Uma dessas fãs é a professora de história Cristina Andrade, que leciona há 29 anos na rede pública, em São Gonçalo (RJ). "Sou fã do Laurentino desde que ele lançou '1808', mas é a primeira vez que encontro com ele, estou muito emocionada". Cristina, como tantos outros professores, adquiriu 'Escravidão' e pretende usar o conteúdo da obra em suas aulas. "Ele me disse que muitos professores estão vindo e comprando o livro dele, até porque a escravidão é um fato histórico, e para nós professores, quanto mais conhecimento adquirimos, mais enriquecemos as aulas e fazemos com que as pessoas falem menos bobagens. A gente tem que reforçar que a escravidão é uma coisa horrível". Para a professora, a escravidão ainda não acabou. "Está velada, a gente percebe ainda que pessoas utilizam da sua posição social, de ser maior do que o outro, acho que isso é péssimo", finaliza.

O escritor retribui o carinho do público: "É muito interessante essa relação entre o autor e o leitor, é visceral e mediada pelo livro! O livro é um objeto de muita intimidade, as pessoas levam para a cama e dormem com ele, levam para praia ou piscina, então, quando elas encontram o autor, é como se fossem amigas de infância. É interessante as cenas que eu vejo na Bienal, tem gente que chora, que fica tremendo quando te abraça para tirar uma foto, então é uma coisa que vai além da mera escrita.

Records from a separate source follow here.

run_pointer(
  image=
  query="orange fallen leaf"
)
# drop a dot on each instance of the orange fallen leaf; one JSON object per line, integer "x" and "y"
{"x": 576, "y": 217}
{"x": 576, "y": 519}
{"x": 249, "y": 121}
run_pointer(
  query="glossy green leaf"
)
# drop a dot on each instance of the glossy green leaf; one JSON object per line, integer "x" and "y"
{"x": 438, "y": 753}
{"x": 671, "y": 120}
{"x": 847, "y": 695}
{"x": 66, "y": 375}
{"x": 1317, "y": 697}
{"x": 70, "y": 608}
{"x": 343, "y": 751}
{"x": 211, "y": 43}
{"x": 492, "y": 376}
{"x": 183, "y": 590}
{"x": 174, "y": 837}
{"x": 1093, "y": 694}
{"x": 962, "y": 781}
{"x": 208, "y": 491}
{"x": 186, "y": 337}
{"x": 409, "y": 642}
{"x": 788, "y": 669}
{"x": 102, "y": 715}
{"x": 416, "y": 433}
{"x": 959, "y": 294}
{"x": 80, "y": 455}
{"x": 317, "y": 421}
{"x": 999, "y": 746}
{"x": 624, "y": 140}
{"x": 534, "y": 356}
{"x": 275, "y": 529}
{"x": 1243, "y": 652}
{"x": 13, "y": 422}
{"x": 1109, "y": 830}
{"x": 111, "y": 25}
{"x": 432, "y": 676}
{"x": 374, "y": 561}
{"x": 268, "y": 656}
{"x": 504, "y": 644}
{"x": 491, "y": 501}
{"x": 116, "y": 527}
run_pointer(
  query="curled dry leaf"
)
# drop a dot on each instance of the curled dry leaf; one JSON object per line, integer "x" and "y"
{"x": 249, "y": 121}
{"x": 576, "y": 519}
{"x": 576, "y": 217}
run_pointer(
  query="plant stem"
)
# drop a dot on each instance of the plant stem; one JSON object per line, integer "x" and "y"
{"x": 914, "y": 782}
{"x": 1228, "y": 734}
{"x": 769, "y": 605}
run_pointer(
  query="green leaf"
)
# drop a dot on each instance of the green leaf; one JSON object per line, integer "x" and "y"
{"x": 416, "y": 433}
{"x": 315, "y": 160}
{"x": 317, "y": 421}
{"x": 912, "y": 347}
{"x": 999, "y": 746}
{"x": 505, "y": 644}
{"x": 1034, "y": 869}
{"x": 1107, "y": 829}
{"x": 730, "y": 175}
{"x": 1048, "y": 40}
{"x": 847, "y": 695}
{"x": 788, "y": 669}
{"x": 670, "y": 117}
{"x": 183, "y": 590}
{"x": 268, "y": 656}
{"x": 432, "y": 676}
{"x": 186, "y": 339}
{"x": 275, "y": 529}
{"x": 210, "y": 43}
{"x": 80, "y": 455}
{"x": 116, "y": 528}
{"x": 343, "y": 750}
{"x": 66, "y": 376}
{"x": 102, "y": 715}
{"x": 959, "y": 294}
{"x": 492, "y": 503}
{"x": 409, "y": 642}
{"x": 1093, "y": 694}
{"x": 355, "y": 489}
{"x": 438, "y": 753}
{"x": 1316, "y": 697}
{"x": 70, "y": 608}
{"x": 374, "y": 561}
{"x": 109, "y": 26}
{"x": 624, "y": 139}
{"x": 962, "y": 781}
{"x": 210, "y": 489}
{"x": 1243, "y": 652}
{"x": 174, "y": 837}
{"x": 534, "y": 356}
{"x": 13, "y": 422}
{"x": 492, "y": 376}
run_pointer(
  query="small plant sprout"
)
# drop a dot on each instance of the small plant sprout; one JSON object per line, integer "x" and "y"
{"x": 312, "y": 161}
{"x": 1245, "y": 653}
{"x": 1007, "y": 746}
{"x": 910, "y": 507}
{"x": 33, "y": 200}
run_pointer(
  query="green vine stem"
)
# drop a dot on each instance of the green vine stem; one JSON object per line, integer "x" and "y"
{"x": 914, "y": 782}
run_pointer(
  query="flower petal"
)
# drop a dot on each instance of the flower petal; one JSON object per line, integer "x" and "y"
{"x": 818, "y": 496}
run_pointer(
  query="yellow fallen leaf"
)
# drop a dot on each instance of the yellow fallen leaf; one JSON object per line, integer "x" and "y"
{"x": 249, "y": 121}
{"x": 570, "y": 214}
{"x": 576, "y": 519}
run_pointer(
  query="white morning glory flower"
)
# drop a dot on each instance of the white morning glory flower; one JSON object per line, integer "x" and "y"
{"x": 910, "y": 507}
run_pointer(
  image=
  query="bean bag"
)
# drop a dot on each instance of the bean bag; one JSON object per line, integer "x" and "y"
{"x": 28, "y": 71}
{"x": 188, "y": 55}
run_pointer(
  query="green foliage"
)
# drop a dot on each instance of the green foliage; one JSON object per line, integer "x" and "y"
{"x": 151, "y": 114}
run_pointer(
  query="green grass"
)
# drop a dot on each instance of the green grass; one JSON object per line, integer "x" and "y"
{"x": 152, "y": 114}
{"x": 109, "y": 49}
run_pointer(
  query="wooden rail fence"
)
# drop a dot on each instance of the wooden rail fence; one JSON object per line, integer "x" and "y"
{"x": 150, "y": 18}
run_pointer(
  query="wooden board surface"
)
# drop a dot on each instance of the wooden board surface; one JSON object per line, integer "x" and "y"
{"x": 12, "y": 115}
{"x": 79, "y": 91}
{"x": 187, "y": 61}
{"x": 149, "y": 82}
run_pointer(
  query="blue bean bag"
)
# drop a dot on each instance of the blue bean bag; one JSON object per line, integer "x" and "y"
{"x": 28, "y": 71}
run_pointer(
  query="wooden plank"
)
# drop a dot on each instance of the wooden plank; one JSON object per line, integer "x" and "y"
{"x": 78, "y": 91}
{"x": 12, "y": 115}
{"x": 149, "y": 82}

Laurentino relembra a emoção de ter lançado o livro no Instituto Pretos Novos, na Gamboa, região Central do Rio, conhecida como 'Pequena África' na época da escravidão. "Fiz um lançamento muito simbólico, na Gamboa, foi muito importante porque lá tem um grupo muito qualificado de historiadores e pesquisadores. Ali foi mais do que um lançamento, foi um memorial. Eu tinha consciência de que estávamos em cima de um cemitério dos meus personagens, que estão no meu livro e estavam ali enterrados. Até hoje já foram desenterradas seis mil ossadas na região do Cais do Valongo, e apenas duas ou três dezenas desses mortos foram identificadas e estão nas paredes dos Pretos Novos. Enquanto eu falava da escravidão, era como se eles estivessem observando, para mim foi uma experiência muito forte". Laurentinho fará outro lançamento, dessa vez com um encontro de quilombos na Paraíba. "Vou reunir uma série de quilombos ainda da época dos séculos XVII e XVIII, da Serra da Borborema. Vamos lançar o livro numa igreja chamada Nossa Senhora do Rosário dos Pretos, que era uma irmandade de escravos na cidade de Areia".

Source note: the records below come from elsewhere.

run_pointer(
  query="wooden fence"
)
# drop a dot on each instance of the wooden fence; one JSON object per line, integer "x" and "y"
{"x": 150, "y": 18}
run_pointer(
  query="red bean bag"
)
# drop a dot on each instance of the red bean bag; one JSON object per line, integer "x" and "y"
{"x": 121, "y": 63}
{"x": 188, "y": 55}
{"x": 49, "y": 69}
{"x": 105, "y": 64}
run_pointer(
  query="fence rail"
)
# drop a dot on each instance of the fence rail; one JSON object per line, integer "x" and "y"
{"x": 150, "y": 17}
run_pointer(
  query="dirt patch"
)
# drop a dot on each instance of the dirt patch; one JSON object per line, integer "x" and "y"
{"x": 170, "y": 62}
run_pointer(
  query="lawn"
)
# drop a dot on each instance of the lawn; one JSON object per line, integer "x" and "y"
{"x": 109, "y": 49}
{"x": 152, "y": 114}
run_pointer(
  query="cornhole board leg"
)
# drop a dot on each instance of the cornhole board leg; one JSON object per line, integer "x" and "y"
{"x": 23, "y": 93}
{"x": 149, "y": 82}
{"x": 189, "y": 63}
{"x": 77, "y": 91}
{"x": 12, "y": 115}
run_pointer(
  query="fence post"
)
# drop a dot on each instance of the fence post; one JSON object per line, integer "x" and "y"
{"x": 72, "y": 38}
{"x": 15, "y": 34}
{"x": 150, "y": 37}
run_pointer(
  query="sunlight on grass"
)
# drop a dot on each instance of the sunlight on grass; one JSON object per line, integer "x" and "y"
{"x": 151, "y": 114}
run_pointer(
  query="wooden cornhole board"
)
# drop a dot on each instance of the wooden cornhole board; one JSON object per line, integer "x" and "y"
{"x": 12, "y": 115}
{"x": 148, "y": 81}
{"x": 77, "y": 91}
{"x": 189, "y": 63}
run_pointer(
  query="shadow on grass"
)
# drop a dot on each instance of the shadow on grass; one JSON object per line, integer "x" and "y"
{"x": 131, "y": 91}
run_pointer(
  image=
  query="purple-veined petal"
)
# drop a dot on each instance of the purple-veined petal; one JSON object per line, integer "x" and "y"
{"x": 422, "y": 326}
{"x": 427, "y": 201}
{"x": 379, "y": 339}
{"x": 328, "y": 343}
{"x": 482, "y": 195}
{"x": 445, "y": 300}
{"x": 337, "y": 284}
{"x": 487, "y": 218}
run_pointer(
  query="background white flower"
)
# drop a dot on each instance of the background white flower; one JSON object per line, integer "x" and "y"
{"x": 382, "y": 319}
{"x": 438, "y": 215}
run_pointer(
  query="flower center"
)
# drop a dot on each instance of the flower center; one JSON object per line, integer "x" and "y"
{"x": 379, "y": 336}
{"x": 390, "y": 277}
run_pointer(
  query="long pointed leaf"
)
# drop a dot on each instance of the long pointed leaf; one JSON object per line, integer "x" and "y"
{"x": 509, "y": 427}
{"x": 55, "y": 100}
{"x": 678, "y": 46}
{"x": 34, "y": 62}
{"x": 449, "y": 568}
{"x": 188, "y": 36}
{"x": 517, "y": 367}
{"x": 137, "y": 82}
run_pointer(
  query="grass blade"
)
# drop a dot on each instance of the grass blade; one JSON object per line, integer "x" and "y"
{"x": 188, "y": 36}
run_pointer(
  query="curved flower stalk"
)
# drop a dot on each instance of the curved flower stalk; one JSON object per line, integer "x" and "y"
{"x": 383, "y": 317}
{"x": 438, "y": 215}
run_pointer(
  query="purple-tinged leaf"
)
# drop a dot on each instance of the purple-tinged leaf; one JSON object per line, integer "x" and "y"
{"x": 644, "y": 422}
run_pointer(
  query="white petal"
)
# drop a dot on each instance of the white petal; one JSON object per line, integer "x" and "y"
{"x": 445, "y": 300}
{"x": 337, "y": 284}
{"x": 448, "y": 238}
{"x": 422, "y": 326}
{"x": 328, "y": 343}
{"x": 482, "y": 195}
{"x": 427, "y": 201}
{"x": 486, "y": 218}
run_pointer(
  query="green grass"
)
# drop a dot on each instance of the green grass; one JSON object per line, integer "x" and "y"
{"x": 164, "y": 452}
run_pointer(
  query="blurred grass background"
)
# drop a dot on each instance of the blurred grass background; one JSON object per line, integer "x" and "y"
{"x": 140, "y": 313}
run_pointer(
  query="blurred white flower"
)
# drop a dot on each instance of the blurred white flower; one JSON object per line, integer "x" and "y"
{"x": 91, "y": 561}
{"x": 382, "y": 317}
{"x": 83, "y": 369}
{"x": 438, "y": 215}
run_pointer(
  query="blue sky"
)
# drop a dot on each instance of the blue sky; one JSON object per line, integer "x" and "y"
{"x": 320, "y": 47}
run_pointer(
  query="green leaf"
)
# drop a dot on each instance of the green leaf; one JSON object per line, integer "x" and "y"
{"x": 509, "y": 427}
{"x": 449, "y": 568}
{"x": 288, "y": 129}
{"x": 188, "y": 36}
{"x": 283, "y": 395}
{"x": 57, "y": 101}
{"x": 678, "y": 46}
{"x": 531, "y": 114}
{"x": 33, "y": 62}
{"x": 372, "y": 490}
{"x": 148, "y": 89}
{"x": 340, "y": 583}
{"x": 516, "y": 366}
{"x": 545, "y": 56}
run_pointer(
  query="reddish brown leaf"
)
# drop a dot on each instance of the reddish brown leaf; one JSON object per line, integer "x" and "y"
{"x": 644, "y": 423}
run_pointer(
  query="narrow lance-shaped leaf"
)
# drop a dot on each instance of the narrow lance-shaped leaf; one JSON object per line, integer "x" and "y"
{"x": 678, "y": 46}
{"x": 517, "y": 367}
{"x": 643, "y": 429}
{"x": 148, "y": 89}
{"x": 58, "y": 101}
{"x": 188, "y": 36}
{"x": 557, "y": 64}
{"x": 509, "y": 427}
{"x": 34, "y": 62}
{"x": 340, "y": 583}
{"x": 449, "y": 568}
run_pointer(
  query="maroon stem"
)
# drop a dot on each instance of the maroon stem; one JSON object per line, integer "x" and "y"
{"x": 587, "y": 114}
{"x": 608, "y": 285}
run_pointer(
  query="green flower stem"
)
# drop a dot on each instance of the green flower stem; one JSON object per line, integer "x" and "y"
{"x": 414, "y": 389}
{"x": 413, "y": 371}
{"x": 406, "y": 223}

Para Laurentino, o sucesso de público na Bienal mostra a força que o livro tem: "O livro tem um grande poder de transformação, o livro é importante e é elegante. Ele transforma tudo o que encontra pela frente, como o leitor, o próprio autor, o editor e o distribuidor. O que a gente vê aqui na Bienal é impressionante, fico muito emocionado e feliz. Isso faz acreditar que o Brasil tem conserto e que pode dar certo. Quando vemos essa festa ao redor do livro, com pessoas que ficam entre duas e três horas na fila para conseguir um autógrafo e cumprimentar o autor por 30 segundos, é muito interessante. A gente tem que levar isso muito a sério", finaliza.